Q: We have a wooded area just beyond our backyard. We would like to be able to use this area, but there is a thicket of green briar as an undergrowth throughout the woods.
I’ve tried pulling them up by the roots, but this is simply too difficult. Cutting them works, but they only grow back. Any ideas?
A: Theresa Schrum replies:
“You have just had an encounter with one of our native species of smilax.
“Even though I am a native plant enthusiast, this is one mean and nasty plant. As you have discovered, it is also very difficult to eliminate. I recently cleared a quarter acre of the plant. Let me tell you how I did it.
“I first cut the briars at ground level and removed the vines. They don’t compost well and will completely bind up any shredder/chipper. I cut mine into small pieces and threw them away. They have a very deep and expansive root system so forget about digging them out. They are also extremely resistant to herbicides.
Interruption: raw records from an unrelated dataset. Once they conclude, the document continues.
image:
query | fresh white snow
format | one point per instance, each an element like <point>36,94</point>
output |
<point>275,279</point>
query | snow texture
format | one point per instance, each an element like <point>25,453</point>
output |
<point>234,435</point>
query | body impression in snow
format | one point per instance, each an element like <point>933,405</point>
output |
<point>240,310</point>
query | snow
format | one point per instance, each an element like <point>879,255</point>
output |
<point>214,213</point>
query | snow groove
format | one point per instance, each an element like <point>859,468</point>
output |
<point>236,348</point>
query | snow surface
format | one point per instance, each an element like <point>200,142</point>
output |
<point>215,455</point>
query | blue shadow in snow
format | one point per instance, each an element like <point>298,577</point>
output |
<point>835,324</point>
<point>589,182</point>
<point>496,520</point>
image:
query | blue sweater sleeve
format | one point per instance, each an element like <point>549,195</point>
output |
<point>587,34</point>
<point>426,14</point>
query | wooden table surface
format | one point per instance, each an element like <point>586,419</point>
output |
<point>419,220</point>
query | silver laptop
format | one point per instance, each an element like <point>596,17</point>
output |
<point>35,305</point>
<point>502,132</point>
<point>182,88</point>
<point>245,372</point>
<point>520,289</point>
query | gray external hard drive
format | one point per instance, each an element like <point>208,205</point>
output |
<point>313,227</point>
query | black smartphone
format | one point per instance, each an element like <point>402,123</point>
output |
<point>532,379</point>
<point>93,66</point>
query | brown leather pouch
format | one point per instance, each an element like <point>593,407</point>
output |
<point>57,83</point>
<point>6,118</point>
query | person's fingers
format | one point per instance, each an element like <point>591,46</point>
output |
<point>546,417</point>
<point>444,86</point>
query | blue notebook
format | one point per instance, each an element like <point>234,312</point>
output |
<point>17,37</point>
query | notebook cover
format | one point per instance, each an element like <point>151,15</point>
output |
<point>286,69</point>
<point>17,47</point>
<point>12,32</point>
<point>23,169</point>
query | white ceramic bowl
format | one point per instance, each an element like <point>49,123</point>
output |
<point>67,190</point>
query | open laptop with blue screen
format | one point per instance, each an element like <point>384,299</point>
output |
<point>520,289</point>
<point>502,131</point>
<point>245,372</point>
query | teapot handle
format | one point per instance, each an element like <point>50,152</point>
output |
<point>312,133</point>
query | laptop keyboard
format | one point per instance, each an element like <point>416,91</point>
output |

I even tried Roundup mixed with Brush-B-Gone, etc.
“Instead, after removal, I simply walked into the woods once a week and cut any that tried to re-sprout. This eventually starved out the roots and they did not come back. It took one growing season to accomplish this.
“I still occasionally get a new one from seed dropped by a bird, but it’s easy to eliminate. I have used the same technique to eliminate blackberry and poison ivy.”